Przygotowanie polityki warto rozpocząć od analizy, jakie dane firma przetwarza i w jakich procesach. Należy sprawdzić formularze, systemy, skrzynki e-mail, dokumenty papierowe, umowy z dostawcami, księgowość, marketing, rekrutację, obsługę klientów i pracę zdalną.

Następnie warto opisać cele, podstawy prawne, odbiorców, okresy przechowywania, zabezpieczenia, dostęp pracowników, procedurę naruszeń i zasady realizacji praw osób. Dokument powinien być aktualizowany, gdy firma zmienia systemy, dostawców, formularze albo sposób działania.
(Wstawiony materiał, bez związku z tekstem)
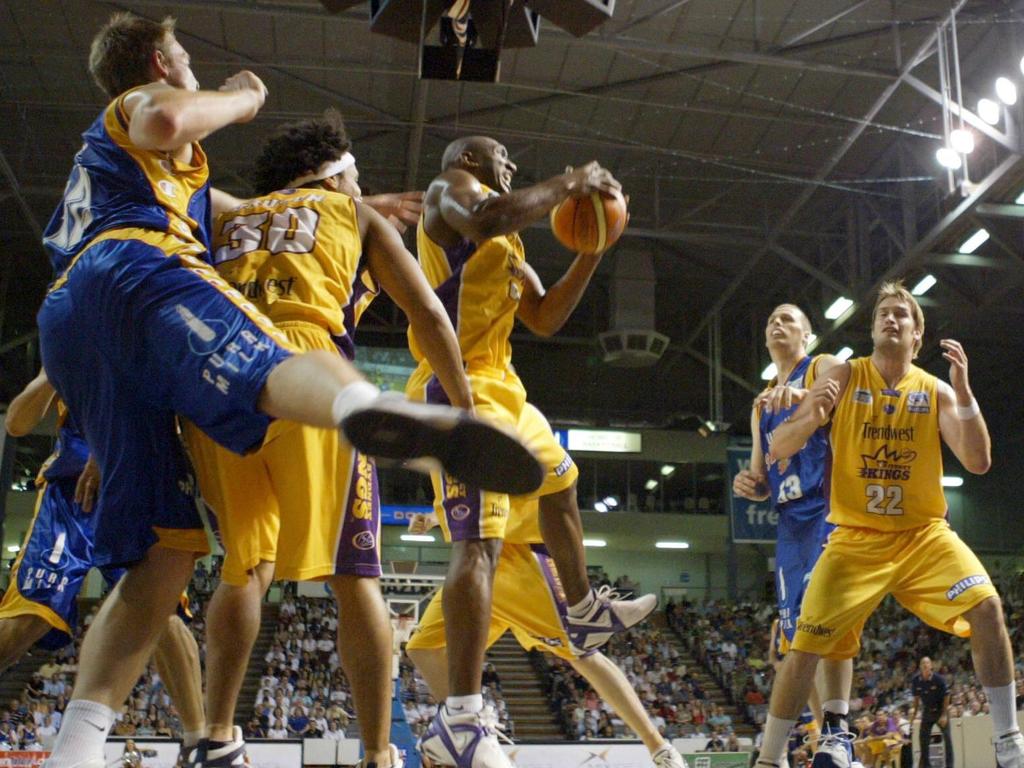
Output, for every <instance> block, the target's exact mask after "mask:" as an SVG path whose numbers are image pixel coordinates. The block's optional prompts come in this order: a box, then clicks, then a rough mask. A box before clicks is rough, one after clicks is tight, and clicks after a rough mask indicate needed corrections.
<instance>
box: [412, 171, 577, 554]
mask: <svg viewBox="0 0 1024 768" xmlns="http://www.w3.org/2000/svg"><path fill="white" fill-rule="evenodd" d="M484 190H485V191H486V193H488V194H490V190H489V189H487V188H486V187H484ZM417 249H418V252H419V260H420V266H421V267H422V268H423V271H424V273H425V274H426V276H427V282H428V283H429V284H430V286H431V288H433V289H434V292H435V293H436V294H437V296H438V298H439V299H440V300H441V303H442V304H443V305H444V308H445V310H446V311H447V314H449V318H450V319H451V321H452V326H453V327H454V328H455V330H456V334H457V335H458V337H459V348H460V350H461V352H462V359H463V364H464V366H465V369H466V375H467V377H468V378H469V384H470V389H471V390H472V392H473V407H474V409H475V411H476V413H477V415H478V416H480V417H482V418H484V419H489V420H490V421H494V422H496V423H498V424H503V425H505V426H507V427H510V428H512V429H514V430H516V431H517V432H518V434H519V435H520V437H523V438H524V439H525V438H526V436H527V435H529V441H527V442H526V443H525V444H526V445H527V446H528V447H529V449H530V450H531V451H532V452H534V453H535V454H536V455H537V457H538V459H539V460H540V461H541V463H542V464H543V465H544V466H545V467H546V468H547V476H546V478H545V481H544V484H543V485H542V486H541V488H540V489H539V490H538V492H537V494H536V495H537V496H546V495H549V494H556V493H558V492H560V490H564V489H566V488H569V487H571V486H572V484H573V483H574V482H575V478H577V476H578V475H579V469H577V466H575V464H573V463H572V459H571V458H570V457H569V455H568V454H567V453H566V452H565V450H564V449H563V447H562V446H561V445H560V444H559V443H558V440H557V439H556V438H555V436H554V434H553V433H552V432H551V428H550V426H548V424H547V422H546V421H545V422H544V423H543V424H532V423H531V419H532V414H535V413H536V414H538V415H539V412H537V411H536V410H532V409H526V390H525V388H524V387H523V385H522V382H521V381H520V380H519V377H518V376H516V374H515V371H514V369H513V368H512V344H511V342H510V337H511V335H512V328H513V326H514V325H515V315H516V310H517V309H518V307H519V299H520V297H521V296H522V291H523V283H524V280H525V276H526V273H525V266H526V259H525V253H524V251H523V247H522V241H521V240H520V239H519V236H518V234H515V233H512V234H503V236H499V237H496V238H492V239H490V240H486V241H483V242H482V243H479V244H477V243H473V242H472V241H470V240H462V241H461V242H460V243H458V244H457V245H455V246H453V247H451V248H442V247H441V246H439V245H437V244H436V243H434V242H433V241H432V240H431V239H430V236H428V234H427V232H426V230H425V229H424V227H423V219H422V218H421V219H420V225H419V228H418V230H417ZM409 341H410V349H411V350H412V352H413V356H414V357H415V358H416V360H417V362H418V366H417V369H416V371H414V372H413V375H412V376H411V377H410V379H409V383H408V384H407V386H406V394H407V395H408V396H409V397H410V398H411V399H414V400H425V401H427V402H440V403H447V402H449V400H447V397H446V396H445V394H444V391H443V389H442V388H441V386H440V382H439V381H438V379H437V377H436V376H435V375H434V372H433V370H432V369H431V368H430V364H429V362H428V361H427V359H426V357H425V356H424V354H423V352H422V350H421V347H420V344H419V343H418V341H417V339H416V335H415V333H413V331H412V330H410V332H409ZM431 482H432V483H433V487H434V507H435V510H436V511H437V516H438V519H439V520H440V522H441V529H442V531H443V532H444V537H445V539H447V540H449V541H461V540H474V539H501V538H503V536H504V532H505V527H506V525H507V522H508V517H509V497H508V495H506V494H495V493H492V492H489V490H479V489H477V488H472V487H467V486H466V485H465V484H463V483H461V482H459V481H458V480H456V479H455V478H453V477H451V476H447V475H441V474H439V473H434V474H433V475H432V476H431Z"/></svg>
Praktyczna kolejność przygotowania

1. Ustal, jakie dane osobowe przetwarza firma.
2. Podziel dane według procesów, takich jak sprzedaż, marketing, kadry i rekrutacja.
3. Określ cele i podstawy przetwarzania danych.
4. Sprawdź, komu dane są przekazywane.
5. Ustal okresy przechowywania danych.
6. Opisz zabezpieczenia techniczne i organizacyjne.
7. Ustal zasady dostępu pracowników do danych.
8. Przygotuj procedurę naruszeń i obsługi żądań osób.
9. Sprawdź spójność z polityką prywatności i umowami z dostawcami.
10. Wprowadź dokument w firmie i aktualizuj go po zmianach.

Elementy, które warto sprawdzić przed wdrożeniem

Przed wdrożeniem polityki warto sprawdzić, czy dokument jest praktyczny. Powinien odpowiadać na pytania, które rzeczywiście pojawiają się w firmie: kto ma dostęp do danych, jak długo je przechowujemy, gdzie są dokumenty, komu przekazujemy dane, co robimy przy incydencie i kto odpowiada za kontakt w sprawach RODO.

Warto również upewnić się, że polityka nie jest sprzeczna z innymi dokumentami. Jeżeli polityka prywatności na stronie mówi coś innego niż wewnętrzna polityka RODO, może to powodować nieporządek i ryzyko błędów.

Najważniejsze elementy końcowej weryfikacji

• czy polityka odpowiada rzeczywistym procesom w firmie,
• czy wskazano administratora danych,
• czy opisano kategorie danych i cele przetwarzania,
• czy określono podstawy prawne,
• czy wskazano odbiorców i dostawców zewnętrznych,
• czy określono okresy przechowywania,
• czy opisano zabezpieczenia i dostępy,
• czy istnieje procedura naruszeń,
• czy dokument jest spójny z polityką prywatności i praktyką firmy.

Dlaczego dobrze przygotowana polityka RODO jest ważna?

Dobrze przygotowana polityka RODO pomaga firmie uporządkować ochronę danych osobowych i ograniczyć ryzyko przypadkowych błędów. Dzięki niej pracownicy i współpracownicy wiedzą, jak postępować z danymi, kto może mieć do nich dostęp, jak je zabezpieczać i co zrobić w razie naruszenia.

Najważniejsze jest, aby polityka zawierała dane administratora, zakres danych, cele i podstawy przetwarzania, odbiorców danych, okresy przechowywania, zasady dostępu, zabezpieczenia, procedurę naruszeń, realizację praw osób, powierzenie danych i zasady aktualizacji dokumentacji.

Starannie przygotowany dokument jest szczególnie ważny w firmach, które obsługują klientów online, zatrudniają pracowników, prowadzą marketing, korzystają z wielu systemów albo przekazują dane podmiotom zewnętrznym. Polityka RODO powinna być żywym dokumentem, który zmienia się razem z firmą i realnie pomaga w bezpiecznym przetwarzaniu danych osobowych.